The two most obvious contenders for Virginia governor — the lieutenant governor and attorney general — have a decision to make every four years: Will they butt heads, broker a deal or just stay out of each other’s way?
Two years ago, Lt. Gov. Bill Bolling and Attorney General Bob McDonnell opted for the deal route. The Republicans worked out an eight-year plan in which Mr. Bolling would step back, give Mr. McDonnell the stage and take his own turn four years later.
With Mr. Bolling’s candidacy all but announced, the question is what Attorney General Kenneth T. Cuccinelli II will do. He could mount a challenge in 2013. He could run for U.S. Sen. Mark R. Warner’s seat in 2014. Or, he could sit back and bide his time.
For now, he offers an answer that leaves plenty of questions.
“It’s an option,” Mr. Cuccinelli recently told The Washington Times about running for governor. “But the way we operate is as if we were going to be running for re-election.”
It would be much more unusual if Mr. Cuccinelli decides not to run for governor. Every Virginia attorney general since 1982 has resigned from office early in order to pursue a gubernatorial bid.
It’s a similar story with Virginia’s lieutenant governors. With the exception of Mr. Bolling in 2009, every one since the 1993 election has tried to drop the “lieutenant” from his title. In 2005, Lt. Gov. Tim Kaine defeated Republican Attorney General Jerry W. Kilgore in the general election. Before that, Lt. Gov. John H. Hager was bested by Attorney General Mark L. Earley for the Republican gubernatorial nomination in 2001.
The deal between Mr. McDonnell and Mr. Bolling is rare. Mr. Bolling formed a gubernatorial campaign committee two months after Mr. McDonnell was sworn in and set a tentative time frame for launching his bid.

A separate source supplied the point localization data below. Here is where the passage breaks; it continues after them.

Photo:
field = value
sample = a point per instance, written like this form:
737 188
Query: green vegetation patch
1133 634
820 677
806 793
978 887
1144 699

“We’re doing the things we need to do to lay ground for a gubernatorial campaign,” Mr. Bolling told The Times. “We won’t make a final decision on that until mid-next year, I’d guess.”
Mr. Bolling and Mr. Cuccinelli have been unusually active in their positions. Part of Mr. Bolling’s deal with Mr. McDonnell was that he would be dubbed the “jobs creation officer” and kept busy in an otherwise torpid role that involves only two constitutionally mandated duties: presiding over the state Senate and casting tie-breaking votes and succeeding a governor who resigns from or dies in office.

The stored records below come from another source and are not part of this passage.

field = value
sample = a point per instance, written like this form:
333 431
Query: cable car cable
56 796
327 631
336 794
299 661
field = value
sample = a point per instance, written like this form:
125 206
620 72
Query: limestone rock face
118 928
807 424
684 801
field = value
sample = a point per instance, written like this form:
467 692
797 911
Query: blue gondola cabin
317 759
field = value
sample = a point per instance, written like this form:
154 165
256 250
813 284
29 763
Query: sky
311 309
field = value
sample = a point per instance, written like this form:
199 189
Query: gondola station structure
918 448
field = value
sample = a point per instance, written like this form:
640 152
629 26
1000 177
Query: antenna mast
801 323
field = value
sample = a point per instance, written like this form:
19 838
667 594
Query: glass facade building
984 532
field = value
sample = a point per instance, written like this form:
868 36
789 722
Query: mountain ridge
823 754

Mr. Bolling said he spends about two-thirds of his time recruiting businesses to Virginia, working with business leaders and helping businesses grow. He spends the other third of his time working as an insurance agency executive, supplementing his annual salary of $36,321 as lieutenant governor.

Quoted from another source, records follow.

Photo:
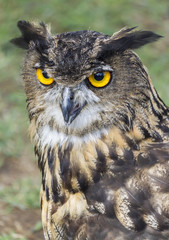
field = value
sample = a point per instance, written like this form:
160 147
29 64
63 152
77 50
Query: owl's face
78 84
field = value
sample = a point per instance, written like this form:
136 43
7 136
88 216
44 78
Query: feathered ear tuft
31 32
127 39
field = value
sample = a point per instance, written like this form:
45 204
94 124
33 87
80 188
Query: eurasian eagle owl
101 134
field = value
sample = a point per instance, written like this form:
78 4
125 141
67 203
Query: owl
101 134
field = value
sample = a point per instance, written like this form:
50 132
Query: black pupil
45 74
99 76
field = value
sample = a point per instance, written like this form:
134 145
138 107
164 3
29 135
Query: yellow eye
100 79
43 77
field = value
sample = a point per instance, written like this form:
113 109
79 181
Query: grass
66 15
12 236
21 194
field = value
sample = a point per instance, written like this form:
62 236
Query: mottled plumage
103 151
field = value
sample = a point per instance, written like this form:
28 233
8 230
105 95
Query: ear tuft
127 39
31 32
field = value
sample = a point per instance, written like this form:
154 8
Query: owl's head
79 83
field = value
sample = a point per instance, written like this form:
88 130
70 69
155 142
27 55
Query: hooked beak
70 108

“[The governor] has put a lot of confidence in me,” Mr. Bolling said. “I’ve enjoyed that more than anything I’ve done in public service.”
He welcomes the change after spending four years of relative inactivity under Mr. Kaine, a Democrat. Citing ideological differences, he said he always felt like an outsider to the Kaine administration.
“One former [U.S.] vice president once said the vice presidency wasn’t worth a warm bucket of spit,” Mr. Bolling said. “I was beginning to feel the same way.”
Though more coy than Mr. Bolling about his intentions, Mr. Cuccinelli has carried out his duties in a way that seems clear that he is ambitious and wants to keep his options open. Known for venturing into the most politically charged issues, Mr. Cuccinelli filed his own lawsuit against federal health care reform instead of signing on to a similar one coordinated by more than two dozen states. He has also challenged regulations by the Environmental Protection Agency and climate-change research at the University of Virginia.